Weed, in an interview Wednesday, said the letter was sent because the state in recent years has failed federal disparity tests due to districts allocating “special revenue funds” for purposes like pupil transportation. The disparity test is a little-known rule involving areas affected by Federal Impact Aid, which for Alaska means proving there is less than a 25% funding difference between the highest- and lowest-funded districts.
“Providing additional local funding outside of the established funding cap creates inequity amongst Alaska school districts and has major repercussions on the above-mentioned certification from the U.S. Department of Education,” Weed wrote in the letter to the district.
Local school district and city officials said Wednesday they disagree with the state’s assessment, arguing numerous expenses such as student transportation and school maintenance are exempt from the cap, and similar allocations have been made by Juneau and other districts statewide for decades.
“Educating kids and the district administration, those things are paid for through the formula. And they are subject to the cap,” said state Sen. Jesse Kiehl, a Juneau Democrat who has spent more than two decades as a lawmaker and staff member at the Alaska State Capitol, and seven years on the Juneau Assembly. “Pupil transportation has a different formula. And there’s no cap — it’s a different section of law — the cap doesn’t apply to it. Maintaining school buildings isn’t paid for by the formula at all. And the cap doesn’t apply to Community Schools — that isn’t paid for by the formula at all, not one penny.”

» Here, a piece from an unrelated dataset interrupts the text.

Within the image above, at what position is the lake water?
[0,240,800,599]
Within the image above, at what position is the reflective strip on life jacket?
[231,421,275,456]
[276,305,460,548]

Weed said that while Juneau is the only district to receive such a letter so far, similar letters stating the department’s position on “outside the cap” funding are being prepared to send to all other districts in the state, whether they are in violation or not.
“If they want to roll forward with this it won’t just be Juneau that will want to challenge it,” Juneau Board of Education President Deedie Sorensen said Wednesday. “I’m sure that municipal governments across the state will challenge it.”
The letter to the district coincides with the school board’s recent cut of about $760,000 in spending from its budget for the current fiscal year, including cutting two staff positions, as a result of Gov. Mike Dunleavy vetoing half of an increase in education funding approved by the Legislature. The veto left the Juneau School District — and many districts across the state — with major gaps in their budgets.
[Juneau school board makes cuts to cope with vetoed funds, eyes legal challenge to state]
“This looks just like one more attack on school funding,” Sorensen said.
City Manager Rorie Watt said the potential loss of the $2.28 million to the district’s $95 million budget would cause a major disruption to the district’s already bare-boned spending plan.
“It’s such a big piece of the district’s budget and if they have to forgo this amount of funding it’s going to have impacts to their operations,” he said. “I think there is a bigger question here, which is ‘What happens in other school districts?’ I think this is the start of something big.”
Watt said if the district can’t successfully challenge the state’s position, the Juneau Assembly will have to rescind the $2.28 million in funding.
Sorenson said school board officials, who discussed the state’s letter during an executive session Tuesday evening, aren’t yet considering the impact of losing those funds.
“I’m not going to prepare for an eventuality that I think is unlikely,” she said. “The aggravation factor I think across the state is going to be huge.”
Sherri Layne, acting municipal attorney for CBJ, said the city law department is waiting to hear what direction the school board wants to take in response to the letter before any action is taken.
“I think that if it’s non-instructional funding, then DEED is incorrect — but we don’t have enough information to determine what they have a problem with yet,” Layne said. “It may very well be a situation where it ends up in court, but I think it’s way too soon to know that yet.”
The Juneau Assembly is expected to receive an update regarding the letter at its upcoming Committee of the Whole meeting Monday evening.